Enabling analytics on big graphs using small clusters of machines
Prof. Willy Zwaenepoel ~ Project Website
Analytics over large graphs is an important and challenging part of the big-data problem: consider for example, the recent observation that any two users of a very popular social networking site are separated by at most 4.75 friends on average. X-Stream is a system being built at LABOS that enables analytics on big graphs using small clusters of machines.
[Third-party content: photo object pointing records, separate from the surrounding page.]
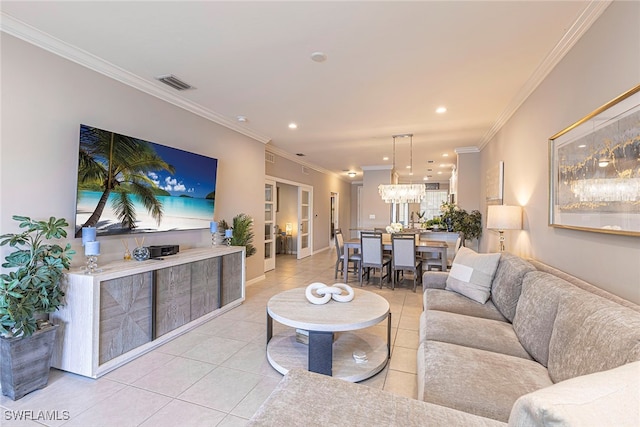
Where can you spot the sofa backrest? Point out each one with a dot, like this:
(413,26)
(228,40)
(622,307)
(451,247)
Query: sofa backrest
(592,334)
(507,283)
(536,311)
(584,285)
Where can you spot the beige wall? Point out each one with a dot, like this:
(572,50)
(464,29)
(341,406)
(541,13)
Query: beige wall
(468,196)
(323,183)
(375,212)
(602,65)
(45,99)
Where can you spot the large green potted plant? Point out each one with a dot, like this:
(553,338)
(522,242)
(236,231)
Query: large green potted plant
(461,221)
(242,232)
(29,291)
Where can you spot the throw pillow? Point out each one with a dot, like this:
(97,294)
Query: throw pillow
(471,274)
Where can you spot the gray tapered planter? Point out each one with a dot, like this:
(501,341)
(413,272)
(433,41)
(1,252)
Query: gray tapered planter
(25,362)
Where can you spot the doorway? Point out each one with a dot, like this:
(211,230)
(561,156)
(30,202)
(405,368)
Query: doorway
(334,215)
(292,222)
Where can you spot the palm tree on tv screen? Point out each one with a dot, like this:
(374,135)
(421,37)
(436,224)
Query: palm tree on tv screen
(114,163)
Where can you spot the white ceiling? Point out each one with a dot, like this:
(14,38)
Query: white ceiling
(389,65)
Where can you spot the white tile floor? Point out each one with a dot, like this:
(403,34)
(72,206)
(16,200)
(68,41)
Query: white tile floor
(215,375)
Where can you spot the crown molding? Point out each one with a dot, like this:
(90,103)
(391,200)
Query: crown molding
(296,159)
(591,13)
(36,37)
(377,168)
(465,150)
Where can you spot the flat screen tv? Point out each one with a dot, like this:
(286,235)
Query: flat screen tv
(128,185)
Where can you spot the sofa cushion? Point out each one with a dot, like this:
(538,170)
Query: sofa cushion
(439,299)
(592,334)
(306,399)
(476,332)
(507,283)
(608,398)
(471,274)
(536,312)
(476,381)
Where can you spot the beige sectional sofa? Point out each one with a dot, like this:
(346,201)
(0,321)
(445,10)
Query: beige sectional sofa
(545,349)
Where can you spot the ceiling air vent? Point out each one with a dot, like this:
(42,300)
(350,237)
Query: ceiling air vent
(269,157)
(174,82)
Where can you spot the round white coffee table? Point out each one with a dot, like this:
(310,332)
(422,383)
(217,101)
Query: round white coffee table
(327,351)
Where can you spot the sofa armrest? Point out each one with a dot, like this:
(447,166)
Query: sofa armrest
(604,398)
(434,279)
(306,399)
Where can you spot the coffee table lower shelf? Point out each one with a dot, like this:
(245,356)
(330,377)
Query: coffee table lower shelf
(285,353)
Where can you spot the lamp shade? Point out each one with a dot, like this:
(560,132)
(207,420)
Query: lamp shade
(504,217)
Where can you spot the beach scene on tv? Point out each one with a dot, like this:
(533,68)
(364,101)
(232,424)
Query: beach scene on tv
(128,185)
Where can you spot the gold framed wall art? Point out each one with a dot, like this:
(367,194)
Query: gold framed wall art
(594,167)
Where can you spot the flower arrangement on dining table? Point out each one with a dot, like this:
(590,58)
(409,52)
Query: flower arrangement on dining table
(394,227)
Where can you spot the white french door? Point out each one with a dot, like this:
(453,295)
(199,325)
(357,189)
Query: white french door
(305,196)
(270,203)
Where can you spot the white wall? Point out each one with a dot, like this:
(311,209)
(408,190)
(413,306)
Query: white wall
(45,98)
(602,65)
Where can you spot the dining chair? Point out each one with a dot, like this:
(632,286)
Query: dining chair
(373,256)
(404,258)
(344,258)
(436,262)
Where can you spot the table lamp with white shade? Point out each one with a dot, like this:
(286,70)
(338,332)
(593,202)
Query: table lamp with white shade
(504,217)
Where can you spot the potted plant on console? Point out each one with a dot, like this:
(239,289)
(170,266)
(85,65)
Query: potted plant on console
(242,232)
(27,294)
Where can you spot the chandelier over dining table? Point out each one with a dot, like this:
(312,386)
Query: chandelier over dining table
(402,193)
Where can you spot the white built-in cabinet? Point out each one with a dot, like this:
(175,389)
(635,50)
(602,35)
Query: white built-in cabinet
(131,307)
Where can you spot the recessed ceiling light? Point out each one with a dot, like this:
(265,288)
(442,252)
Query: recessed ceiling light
(318,56)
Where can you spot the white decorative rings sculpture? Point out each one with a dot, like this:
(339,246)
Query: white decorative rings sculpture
(319,293)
X-Stream is based on the philosophy that sequential access to data works best for all storage mediums: main memory, SSD and magnetic disk. It is therefore built around a storage-centric and streaming philosophy: rearrange graph algorithms to stream data from storage. X-Stream is a large and complex system, currently in the region of 10K lines of code and growing fast. Its foundations range across IO complexity theory, operating system storage stacks, storage device and processor architecture, and finally graph algorithms. We also expect to touch areas such as programming languages in the near future as we explore layering domain specific languages on top of X-Stream.
At its limit, X-Stream is currently capable of analytics on graphs with upwards of 32 billion edges on a *single machine using only a 3TB magnetic disk*, a capacity we expect to grow significantly. This already puts X-Stream in some select company as only large and expensive clusters or supercomputers have hitherto been able to handle graphs that big.
X-Stream is supported by a Hasler foundation grant for “Cache conscious graph processing”.